Baca Juga: Ini Respons Jokowi terkait Sofyan Djalil Sebut Ibu Kota Baru di Kaltim
2. Tanda-tanda pemindahan ibu kota dan salah langkah dari presiden
Momentum yang dimaksud Budiman ialah, penilaian yang diberikan oleh pemerintah saat isu pemindahan ibu kota ke Kaltim dilempar ke masyarakat. Bagaimana responsnya?
"Dan itu merupakan langkah yang baik. Apakah masyarakat Nusantara sepakat atau tidak (ibu kota pindah ke Kaltim)," terangnya. Dia menilai, saat membantah sebenarnya presiden sudah salah langkah. Sebab tindakannya itu hanya membuat wibawa presiden berkurang.
Mengenai lokasi pemindahan ibu kota, Budiman berpendapat jika Kaltim punya berpeluang besar terpilih. Hal tersebut bukan tanpa alasan bila melihat tanda-tandanya.

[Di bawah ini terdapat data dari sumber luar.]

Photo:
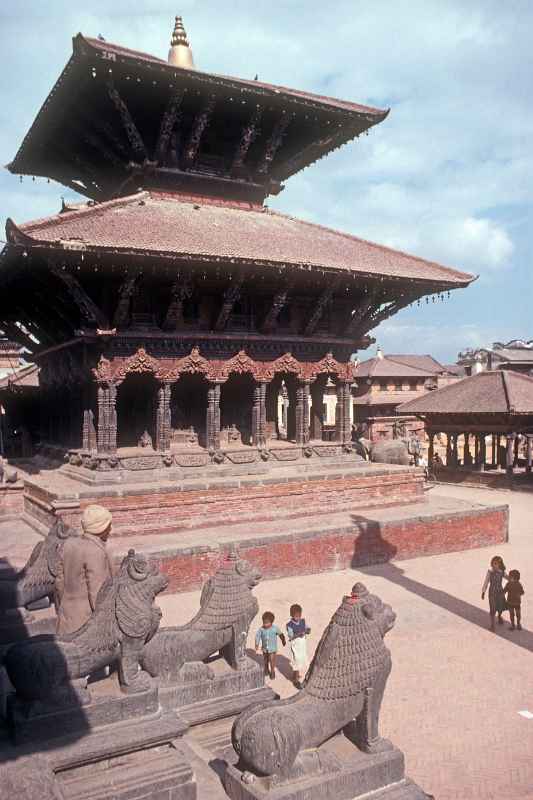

Mulai dari doa anggota DPD RI dapil Kaltim Muhammad Idris yang menyebut ibu kota negara baru di Benua Etam, lalu pengumuman mendadak menteri ATR, bahkan dialog nasional dan serta Rencana Pembangunan Jangka Menengah Nasional (RPJMN) diadakan di Balikpapan. "Itu merupakan tanda-tanda, kalau saya pikir," terangnya.
3. Pemerintah hanya ingin tahu respons warga nusantara
Terpisah, pengamat komunikasi politik, Unmul, Nurliah menyebut bila sikap yang diambil oleh presiden Jokowi itu memang terkesan disengaja. Sebab, tak mungkin seorang menteri memberikan pernyataan resmi yang seharusnya menjadi tugas seorang pemimpin negara. "Saya rasa pemerintah hanya ingin tahu saja respons dari masyarakat," katanya.
Kata dia, Jokowi memang dikenal sebagai kepala negara yang kerap membuat media kebanjiran berita. Sederhananya, dia menduga aksi menteri ATR itu sudah diatur sedemikian rupa sehingga bisa memancing kontroversi. "Adalah wajar jika seorang politikus bikin heboh," sebutnya.
Mantan komisioner Komisi Penyiaran Indonesia (KPI) Kaltim itu menambahkan, Kaltim boleh jadi terpilih karena melihat sejumlah kejadian walaupun boleh jadi tak berkaitan.
"Ya, ditunggu saja. Kita selalu berharap Kaltim dapat yang terbaik," pungkasnya.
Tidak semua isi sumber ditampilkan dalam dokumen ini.